Children who have been on abuse prevention programmes are more likely to tell an adult if they have been abused, suggests a global study.
The researchers looked at data on some 6,000 children in seven countries.
The data "supports the need to inform and protect children", said lead author Dr Kerryann Walsh, of Queensland University of Technology.
Dr Walsh was speaking ahead of publication of the review by the global independent research network Cochrane.
It focused on data from 24 trials where a total of 5,802 largely primary school-aged children took part in school-based prevention programmes.
These trials took place in the United States, Canada, China, Germany, Spain, Taiwan and Turkey and were judged to be the most scientifically robust ever conducted in the field.
Some took place recently, though others dated from the 1980s.
The review says that worldwide an estimated one in 10 girls and one in 20 boys experienced some form of sexual abuse in childhood.
Who to tell
The schools focused on consent with education on body ownership and "private parts", when it is acceptable to touch, what "secrets" are acceptable, as well as how to avoid dangerous situations and who children should tell if they have been abused or are afraid.
They used a variety of methods including films, plays, songs, puppets, books and games.

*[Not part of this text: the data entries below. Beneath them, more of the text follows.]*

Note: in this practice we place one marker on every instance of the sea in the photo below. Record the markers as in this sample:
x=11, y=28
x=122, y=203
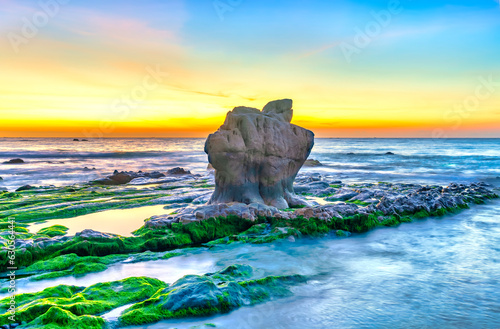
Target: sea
x=62, y=161
x=433, y=273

The data suggests the programmes successfully boosted children's awareness and knowledge of sexual abuse and they were likely to remember what they were taught six months later.
Children who had taken part were more than three times more likely to disclose sexual abuse than those who had not.
The researchers warn the figures are imprecise, but they suggest some four in 1,000 children who had not taken part were likely to report abuse, rising to some 14 in 1,000 among children who had taken part.
In some of the trials researchers cross-referenced the disclosure figures with police and social service records.
A few trials included "simulated abuse scenarios" where children were asked to leave the school with someone they did not know.
These found children who had participated in anti-abuse programmes were less likely to agree.
The researchers warned this may not be replicated in real life.
"Tests cannot mimic real abuse situations very well," said Dr Walsh.
However, Cochrane's editor-in-chief, Dr David Tovey, said the data showed the programmes were effective overall.
"If we were talking about a drug and had odds ratios of this level it would be considered a very substantial effect."
No UK trials were included as none met the stringent criteria required in terms of methodology and data.
However, the researchers said there was no reason to believe UK children would be "terribly different from those in the studies".
Dr Walsh said similar programmes already exist "in patches in the UK", but the lack of an audit meant they did not know "what is being offered out there".
She said any new programmes should be robustly evaluated and focused on seven to 12-year-olds, the age group most vulnerable to abuse.
"If you are going to do it - you should begin in these risk years."
Last month England's education secretary, Nicky Morgan, announced that all children from the age of 11 would be taught about sexual consent.
The NSPCC has called for the next government to make sex and relationship education a statutory right for every child and young person.